In the Republic of Kazakhstan, the need for effective professional training in teaching mathematics to students specializing in the field of construction has become increasingly crucial. With advancements in science, technology, and industry, coupled with the demand for highly skilled professionals in the construction sector, it is imperative to develop innovative methods that enhance the quality of mathematics education for construction discipline students. The effectiveness of professional training methods plays a vital role in equipping students with the necessary mathematical competencies and skills required for success in the construction field. However, traditional teaching approaches often fail to capture the interest and engagement of students, hindering their understanding and application of mathematical concepts in real-world contexts (Cahyono & Ludwig, Citation2018). To address this challenge, exploring innovative methods that incorporate design-technological activities—such as project-based learning using digital geometry tools (Milovanovic et al., Citation2013) or mathematically modeling real-world problems through coding (Stillman et al., Citation2020)—has garnered significant attention. These approaches aim to engage students in interactive, visually-enriched lessons that bring mathematical concepts to life.

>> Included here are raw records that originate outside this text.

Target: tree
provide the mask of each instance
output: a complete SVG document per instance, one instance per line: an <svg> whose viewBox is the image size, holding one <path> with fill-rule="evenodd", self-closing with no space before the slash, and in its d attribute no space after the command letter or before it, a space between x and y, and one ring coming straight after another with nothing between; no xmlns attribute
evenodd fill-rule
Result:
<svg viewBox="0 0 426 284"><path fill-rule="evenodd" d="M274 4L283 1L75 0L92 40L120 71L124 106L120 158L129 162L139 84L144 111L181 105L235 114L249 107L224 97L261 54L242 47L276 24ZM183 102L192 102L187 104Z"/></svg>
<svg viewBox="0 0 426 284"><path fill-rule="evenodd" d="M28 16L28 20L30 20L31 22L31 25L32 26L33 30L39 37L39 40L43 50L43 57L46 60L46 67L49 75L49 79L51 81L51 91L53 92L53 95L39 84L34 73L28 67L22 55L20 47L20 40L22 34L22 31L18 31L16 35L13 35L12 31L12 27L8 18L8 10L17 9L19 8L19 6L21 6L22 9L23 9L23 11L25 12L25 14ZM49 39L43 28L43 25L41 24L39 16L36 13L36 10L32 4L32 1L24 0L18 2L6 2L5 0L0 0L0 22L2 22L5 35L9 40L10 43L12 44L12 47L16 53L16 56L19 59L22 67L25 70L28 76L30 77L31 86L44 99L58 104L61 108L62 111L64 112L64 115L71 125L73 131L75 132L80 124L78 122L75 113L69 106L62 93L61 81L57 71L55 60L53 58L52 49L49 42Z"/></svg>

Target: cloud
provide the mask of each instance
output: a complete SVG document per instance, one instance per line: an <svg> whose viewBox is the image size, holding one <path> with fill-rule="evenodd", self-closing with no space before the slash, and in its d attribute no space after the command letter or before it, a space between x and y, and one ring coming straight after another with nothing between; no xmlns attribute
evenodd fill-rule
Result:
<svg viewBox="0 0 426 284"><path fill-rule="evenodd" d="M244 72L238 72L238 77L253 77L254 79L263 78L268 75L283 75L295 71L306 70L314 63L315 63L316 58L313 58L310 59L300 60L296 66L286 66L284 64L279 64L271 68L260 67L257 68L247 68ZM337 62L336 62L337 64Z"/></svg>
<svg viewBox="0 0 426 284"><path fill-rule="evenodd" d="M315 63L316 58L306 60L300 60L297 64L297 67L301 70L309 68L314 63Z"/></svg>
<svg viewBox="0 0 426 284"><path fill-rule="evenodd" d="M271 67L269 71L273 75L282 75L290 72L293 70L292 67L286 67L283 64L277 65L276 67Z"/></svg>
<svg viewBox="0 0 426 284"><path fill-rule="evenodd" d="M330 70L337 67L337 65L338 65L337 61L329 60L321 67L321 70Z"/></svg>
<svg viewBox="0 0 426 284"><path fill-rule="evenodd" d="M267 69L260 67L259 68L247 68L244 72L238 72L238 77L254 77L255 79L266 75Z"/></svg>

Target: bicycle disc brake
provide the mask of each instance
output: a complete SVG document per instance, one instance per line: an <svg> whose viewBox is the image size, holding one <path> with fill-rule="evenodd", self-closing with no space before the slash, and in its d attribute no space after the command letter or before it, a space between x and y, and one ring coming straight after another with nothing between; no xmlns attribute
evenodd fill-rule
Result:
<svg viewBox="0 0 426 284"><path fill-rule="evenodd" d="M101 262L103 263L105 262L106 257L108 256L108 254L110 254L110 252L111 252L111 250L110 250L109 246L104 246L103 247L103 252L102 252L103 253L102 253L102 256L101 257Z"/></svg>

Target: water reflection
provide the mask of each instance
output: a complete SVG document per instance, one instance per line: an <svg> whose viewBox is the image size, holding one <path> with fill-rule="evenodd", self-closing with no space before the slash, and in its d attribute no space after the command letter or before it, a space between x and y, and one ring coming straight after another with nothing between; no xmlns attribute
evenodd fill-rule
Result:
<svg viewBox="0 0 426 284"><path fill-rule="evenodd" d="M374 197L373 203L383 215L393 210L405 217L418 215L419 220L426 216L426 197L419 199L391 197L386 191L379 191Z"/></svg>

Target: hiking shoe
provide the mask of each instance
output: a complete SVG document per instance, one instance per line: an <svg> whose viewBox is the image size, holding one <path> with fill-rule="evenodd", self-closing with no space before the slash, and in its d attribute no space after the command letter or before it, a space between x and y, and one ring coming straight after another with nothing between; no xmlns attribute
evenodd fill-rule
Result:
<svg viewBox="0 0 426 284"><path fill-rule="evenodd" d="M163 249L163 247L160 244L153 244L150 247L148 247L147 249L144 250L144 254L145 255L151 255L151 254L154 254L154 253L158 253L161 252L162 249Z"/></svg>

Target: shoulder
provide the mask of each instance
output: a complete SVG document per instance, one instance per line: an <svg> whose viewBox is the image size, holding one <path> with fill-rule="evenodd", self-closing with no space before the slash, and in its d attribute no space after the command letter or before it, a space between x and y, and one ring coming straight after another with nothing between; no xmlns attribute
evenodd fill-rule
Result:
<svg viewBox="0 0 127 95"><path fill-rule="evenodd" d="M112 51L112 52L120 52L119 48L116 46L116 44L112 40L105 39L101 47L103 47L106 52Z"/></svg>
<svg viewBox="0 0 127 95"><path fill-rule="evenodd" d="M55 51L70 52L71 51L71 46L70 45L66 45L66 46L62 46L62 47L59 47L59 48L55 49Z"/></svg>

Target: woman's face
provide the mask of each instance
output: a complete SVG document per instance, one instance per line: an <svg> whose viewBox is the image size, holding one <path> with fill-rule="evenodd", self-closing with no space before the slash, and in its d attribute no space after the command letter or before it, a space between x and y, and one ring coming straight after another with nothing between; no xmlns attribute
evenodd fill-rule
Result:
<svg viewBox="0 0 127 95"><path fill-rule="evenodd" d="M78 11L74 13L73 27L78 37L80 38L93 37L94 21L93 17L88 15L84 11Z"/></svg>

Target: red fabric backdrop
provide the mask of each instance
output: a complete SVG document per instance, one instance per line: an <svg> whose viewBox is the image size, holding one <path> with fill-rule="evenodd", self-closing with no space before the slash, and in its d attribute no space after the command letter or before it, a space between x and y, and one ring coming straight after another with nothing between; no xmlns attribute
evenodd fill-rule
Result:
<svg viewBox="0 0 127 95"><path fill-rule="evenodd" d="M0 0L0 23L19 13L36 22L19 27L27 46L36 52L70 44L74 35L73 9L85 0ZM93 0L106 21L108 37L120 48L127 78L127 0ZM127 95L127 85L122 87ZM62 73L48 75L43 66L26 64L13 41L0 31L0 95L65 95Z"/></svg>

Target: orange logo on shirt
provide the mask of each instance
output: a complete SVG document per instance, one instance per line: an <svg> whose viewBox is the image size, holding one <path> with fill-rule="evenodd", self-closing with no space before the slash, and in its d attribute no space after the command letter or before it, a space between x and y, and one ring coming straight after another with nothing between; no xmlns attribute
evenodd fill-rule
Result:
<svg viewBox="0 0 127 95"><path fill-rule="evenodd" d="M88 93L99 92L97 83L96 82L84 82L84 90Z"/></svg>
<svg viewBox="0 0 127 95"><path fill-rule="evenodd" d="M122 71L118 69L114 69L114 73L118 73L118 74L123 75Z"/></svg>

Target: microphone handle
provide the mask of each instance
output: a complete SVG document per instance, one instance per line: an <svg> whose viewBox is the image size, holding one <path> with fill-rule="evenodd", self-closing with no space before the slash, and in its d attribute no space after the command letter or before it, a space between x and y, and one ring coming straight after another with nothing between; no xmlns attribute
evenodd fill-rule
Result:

The research question guiding this study is as follows: what is the impact of using innovative methods based on design-technological activities on the effectiveness of professional training for teaching mathematics to students specializing in construction in Kazakhstan? This question drives the investigation into the potential benefits and outcomes that can be achieved through the integration of design-technological activities within the professional training process. This study aims to contribute to the existing body of knowledge by exploring how various design-technological activities can be incorporated into the development of effective training methods for teaching mathematics to construction discipline students in Kazakhstan. By identifying and developing methods tailored to the specific needs of the construction field, this research seeks to enhance the mathematical competencies and problem-solving abilities of students within the university framework.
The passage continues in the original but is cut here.